The Eagles sent a message to the rest of the team and to the NFL that they’re going all-in on a deep playoff run by acquiring Quinn, who is tied for sixth among active players with 102 career sacks. Quinn, who’s 32 and in his 12th season, had 18.5 sacks last season.
Quinn only had 1 sack in 7 games this season, and he will likely have to fit into a rotation at defensive end with Brandon Graham, Josh Sweat and Haason Reddick.
That will likely mean playing less than the 68% of the snaps that he was seeing in Chicago. Quinn said he’s fine with that.
“I’m still trying to just get a full grasp on what’s happening, the transition,” Quinn said Thursday. “I want to come in and do my part. They’ve been rocking and rolling before I got here. I don’t want to mess anything up, just try to add whatever I can to help make this team better and basically stay out of the way.
“Wherever and however they decide to play me, I’ll basically do whatever they ask.”
Depth is critical throughout the lineup for a team playing for a championship. Dillard, the Eagles’ first-round pick in 2019, has starting experience, and he could fill in if starting left tackle Jordan Mailata gets hurt. Mailata already missed one full game and most of another with a shoulder injury. At the time, Dillard was on injured reserve, so Jack Driscoll played left tackle.
Right tackle Lane Johnson missed the second half of the Eagles’ game against the Cowboys on Oct. 16 with a concussion. Johnson was cleared to play Thursday. Behind Dillard and Driscoll, the Eagles are very inexperienced at tackle.
Dillard is eligible for free agency after the season, but there are still 11 games left, plus the playoffs, so the Eagles might be better off keeping him even if it means losing him for no compensation in free agency.
It’s the same way at quarterback.
Jalen Hurts has played every snap this season. But Hurts missed two games last season, one because of an ankle injury, the other to rest in the season finale although his ankle was still an issue then. Minshew, who has started 22 games in his NFL career, replaced Hurts and led the Eagles to a critical win over the Jets on Dec. 5.
If the Eagles trade Minshew, the only other quarterback on the roster is Ian Book, a fourth-round pick in 2021 who only got into one game last season with the New Orleans Saints. That didn’t go well as he threw 2 interceptions.
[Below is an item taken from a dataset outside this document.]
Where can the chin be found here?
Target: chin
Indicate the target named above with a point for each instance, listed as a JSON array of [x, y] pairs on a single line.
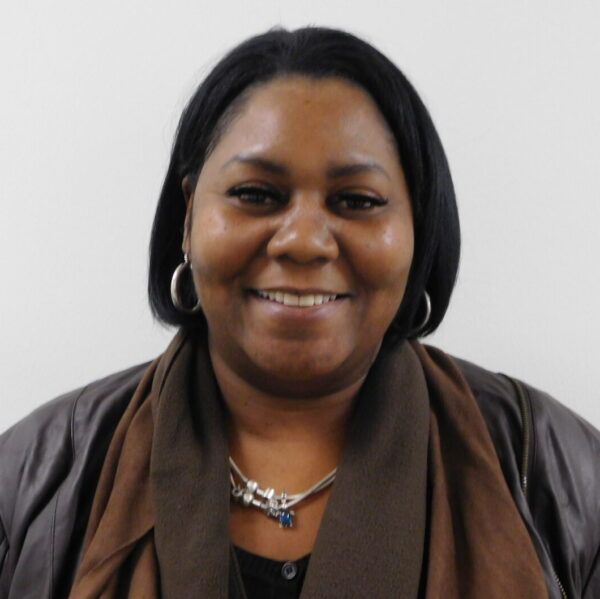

When the Eagles won the Super Bowl in 2017, they had an established quarterback as the backup in Nick Foles, who ended up taking over when starter Carson Wentz tore his ACL after leading the Eagles to an 11-2 start.
Quinn provides the same kind of insurance on the defensive line.
Graham is 34 and the Eagles have limited his snaps to about 45%. Reddick has played 64% of the snaps and Sweat has played 68%. It’s likely that Reddick and Sweat will play a little less, and that Quinn will play a lot less than the 68% he played this season in Chicago.
But it will benefit the Eagles in that all four should be fresh, not only in the fourth quarter of a close game, but as the season wears on.
“It is scary because if you can make it to the fourth quarter and you’re still feeling like you’re in the first quarter, that’s advantage us,” Graham said. “The O-linemen got to play the whole game.”
Johnson can attest to that as an offensive lineman playing every snap.
“I like seeing them tired,” he said about pass rushers. “It (expletive) makes me happy when they’re tired because they don’t live in the same world that we do.”
That’s why the Eagles need to keep those depth players, not trade them.